Depuis plus de dix ans, les membres du service BMT de MSK ont régulièrement collecté et analysé des échantillons de sang et de selles de patients tout au long du processus de BMT. L'ADN bactérien a été traité par le personnel du Lucille Castori Center for Microbes de MSK, Inflammation, et Cancer, qui a joué un rôle clé dans la création de l'ensemble de données massif sur le microbiote.
Notre étude montre que nous pouvons apprendre beaucoup des selles - des échantillons biologiques qui seraient littéralement jetés dans les toilettes. Le résultat de leur collecte est que nous avons un ensemble de données unique avec des milliers de points de données que nous pouvons utiliser pour poser des questions sur la dynamique de cette relation ."
Joao Xavier, Co-auteur principal de l'étude et biologiste des systèmes, Institut Sloan Kettering
Cet effort plus large a été mené par Marcel van den Brink, Chef de la division des hémopathies malignes, et une équipe de spécialistes des maladies infectieuses, médecins BMT, et scientifiques. "Pour un bon nombre de patients, nous avons collecté des échantillons quotidiens afin de pouvoir vraiment voir ce qui se passait au jour le jour, " dit le Dr van den Brink. " Les changements dans le microbiote sont rapides et dramatiques, et il n'y a presque aucun autre cadre dans lequel vous pourriez les voir."
Des recherches antérieures utilisant des échantillons collectés à partir de ce travail ont examiné comment le microbiote intestinal affecte la santé des patients pendant le processus de BMT.
Une étude publiée en février 2020 a rapporté qu'avoir une plus grande diversité d'espèces dans le microbiote intestinal est associé à un risque de décès plus faible après un BMT.
Il a également constaté que le fait d'avoir une plus faible diversité de microbiote avant la greffe entraînait une incidence plus élevée de maladie du greffon contre l'hôte, une complication potentiellement mortelle dans laquelle les cellules immunitaires du donneur attaquent les tissus sains.
La banque de données créée par l'équipe MSK contient des détails sur les types de microbes qui vivent dans les intestins des patients à différents moments. L'équipe de calcul, y compris les Drs. Schluter et Xavier, puis utilisé des algorithmes d'apprentissage automatique pour extraire les dossiers de santé électroniques à la recherche de données significatives.

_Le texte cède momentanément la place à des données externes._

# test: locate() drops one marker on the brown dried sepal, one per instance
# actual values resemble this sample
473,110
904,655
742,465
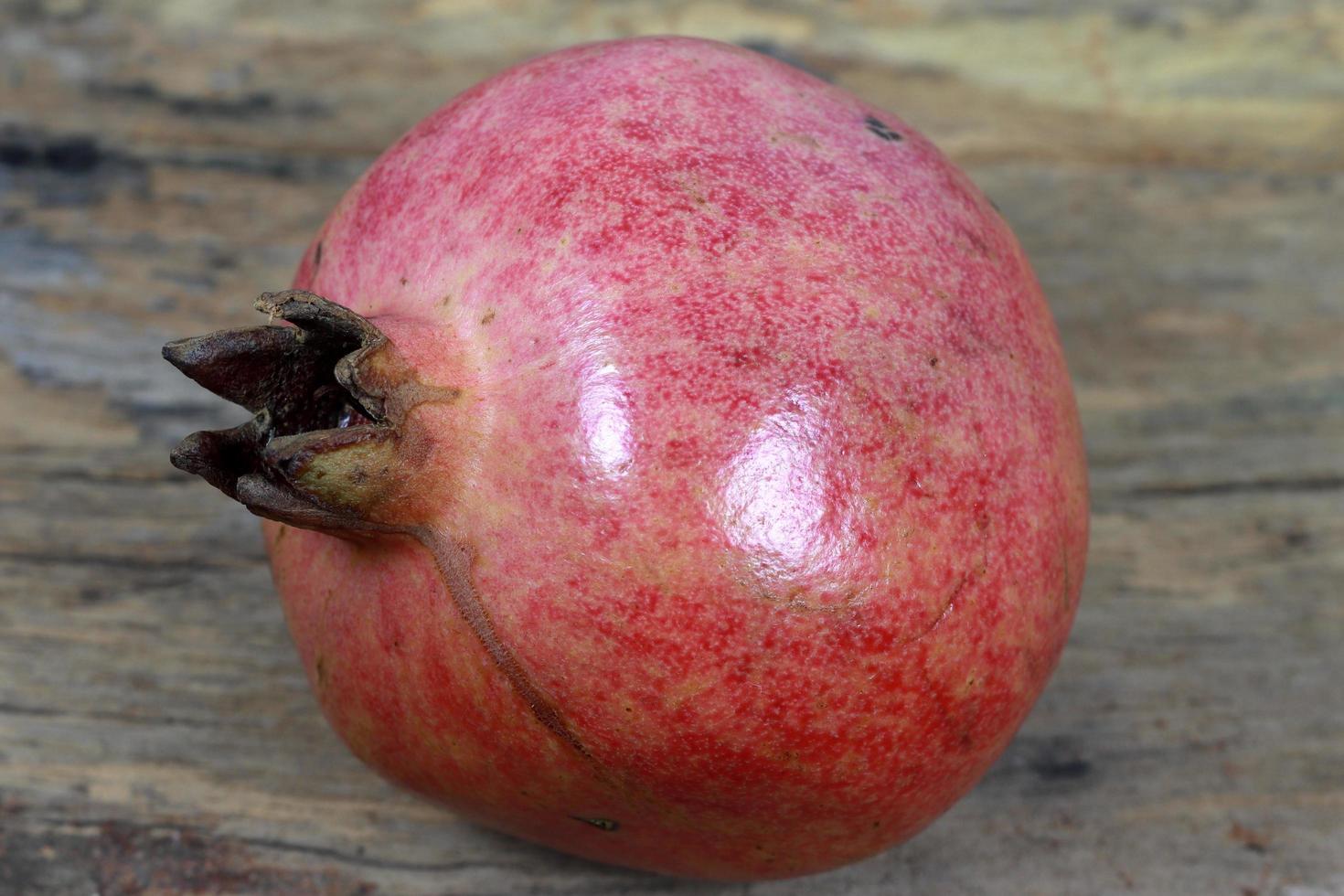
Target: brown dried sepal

Les données des dossiers médicaux comprenaient les types de cellules immunitaires présentes dans le sang, des informations sur les médicaments que les patients ont reçus, et les effets secondaires ressentis par les patients. "Cette recherche pourrait éventuellement suggérer des moyens de rendre les BMT plus sûres en régulant plus étroitement le microbiote, " dit le Dr van den Brink.
L'analyse d'autant de données était une entreprise énorme. Dr Schluter, qui à l'époque était stagiaire postdoctoral dans le laboratoire du Dr Xavier, développé de nouvelles techniques statistiques pour cela.
"Parce que les expériences avec les gens sont souvent impossibles, il nous reste ce que nous pouvons observer, " dit le Dr Schluter. " Mais parce que nous avons tellement de données collectées sur une période de temps où le système immunitaire des patients ainsi que le microbiome changent radicalement, nous pouvons commencer à voir des modèles. Cela nous donne un bon départ pour comprendre les forces que le microbiote exerce sur la reconstruction du système immunitaire. »
"Le but de cette étude n'était pas de dire si certains types de microbes sont "bons" ou "mauvais" pour le système immunitaire, " explique le Dr Xavier, ajoutant que ce sera un axe de recherche future. "C'est une relation compliquée. Les sous-types de cellules immunitaires que nous voudrions augmenter ou diminuer varient d'un jour à l'autre, en fonction de ce qui se passe d'autre dans le corps. Ce qui est important, c'est que nous ayons maintenant un moyen d'étudier cet écosystème complexe. »
Les chercheurs disent qu'ils prévoient également d'appliquer leurs données à l'étude du système immunitaire chez les patients recevant d'autres traitements contre le cancer.